Improving GNSS Precise Point Positioning with Numerical Weather Models

The recent dramatic development of GNSS (Global Navigation Satellite Systems) constellations brings great opportunities and potential for precise positioning, navigation, timing, and other applications. Precise positioning with the current Chinese BeiDou Navigation Satellite System is proven to be of comparable accuracy to the Global Positioning System (GPS), which is at centimeter level for horizontal components and sub-decimeter level for the vertical component. Significant improvement on positioning accuracy, reliability, as well as convergence time with the multi-GNSS fusion is demonstrated in comparison with the single-system processing like GPS. In this study, we develop numerical weather models (NWM) augmented precise point positioning (PPP) processing algorithms and investigate the effect of applying troposphere delay parameters derived from the short-range forecasts of Global Forecast System (GFS) of the National Centers for Environmental Prediction (NCEP) and the European Centre for Medium-Range Weather Forecasts (ECMWF) analysis to BeiDou and multi-GNSS precise processing, respectively. Observations of stations from the International GNSS Service (IGS) Multi-GNSS Experiments network are processed, with the introduced NWM augmented PPP and the standard PPP processing.

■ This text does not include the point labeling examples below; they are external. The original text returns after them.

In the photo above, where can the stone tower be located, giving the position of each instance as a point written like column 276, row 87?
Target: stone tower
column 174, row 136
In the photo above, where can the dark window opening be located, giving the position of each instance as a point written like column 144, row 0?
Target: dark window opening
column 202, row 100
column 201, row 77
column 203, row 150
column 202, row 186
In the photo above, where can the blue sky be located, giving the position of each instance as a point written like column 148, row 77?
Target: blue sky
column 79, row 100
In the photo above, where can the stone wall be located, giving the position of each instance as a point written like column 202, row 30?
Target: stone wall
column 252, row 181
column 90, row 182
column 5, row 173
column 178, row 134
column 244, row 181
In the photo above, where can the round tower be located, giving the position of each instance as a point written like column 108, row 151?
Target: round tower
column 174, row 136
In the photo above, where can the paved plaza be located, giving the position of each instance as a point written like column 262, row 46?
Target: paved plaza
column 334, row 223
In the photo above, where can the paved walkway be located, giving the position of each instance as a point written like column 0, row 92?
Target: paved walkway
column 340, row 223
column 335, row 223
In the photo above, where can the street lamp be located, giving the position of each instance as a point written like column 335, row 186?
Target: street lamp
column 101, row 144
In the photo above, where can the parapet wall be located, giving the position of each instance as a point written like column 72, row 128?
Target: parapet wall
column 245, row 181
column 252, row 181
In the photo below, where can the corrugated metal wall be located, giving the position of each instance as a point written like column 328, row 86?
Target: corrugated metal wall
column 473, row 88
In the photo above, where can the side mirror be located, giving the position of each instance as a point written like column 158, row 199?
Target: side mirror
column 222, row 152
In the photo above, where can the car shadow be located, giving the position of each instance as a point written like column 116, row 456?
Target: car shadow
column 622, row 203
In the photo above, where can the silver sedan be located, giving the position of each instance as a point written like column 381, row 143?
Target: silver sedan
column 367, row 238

The accuracy of tropospheric delays derived from NCEP and ECMWF are assessed against with the IGS final tropospheric delay products. For Beidou processing, the results show that an improvement of convergence time up to 60.0 % and 66.7 % for the east and vertical components, respectively, can be achieved with the NWM augmented PPP solution compared to the standard PPP solution, while only slight improvement of the solution convergence is found for the north component. The positioning accuracy is improved by 38.6 %, 45.9 %, and 29.8 % for the east, north, and vertical components, respectively, with the NWM augmented PPP. For the multi-GNSS processing, the convergence time is shortened by 37.5 %, 32.0 %, and 25.0 % for the east, north, and vertical components, respectively, when performing the NWM augmented PPP compared to the standard PPP. The positioning accuracy also benefits from the NWM augmented PPP solution, which gets improved by 12.1 %, 2.5 %, and 18.7 % for the east, north, and vertical components, respectively.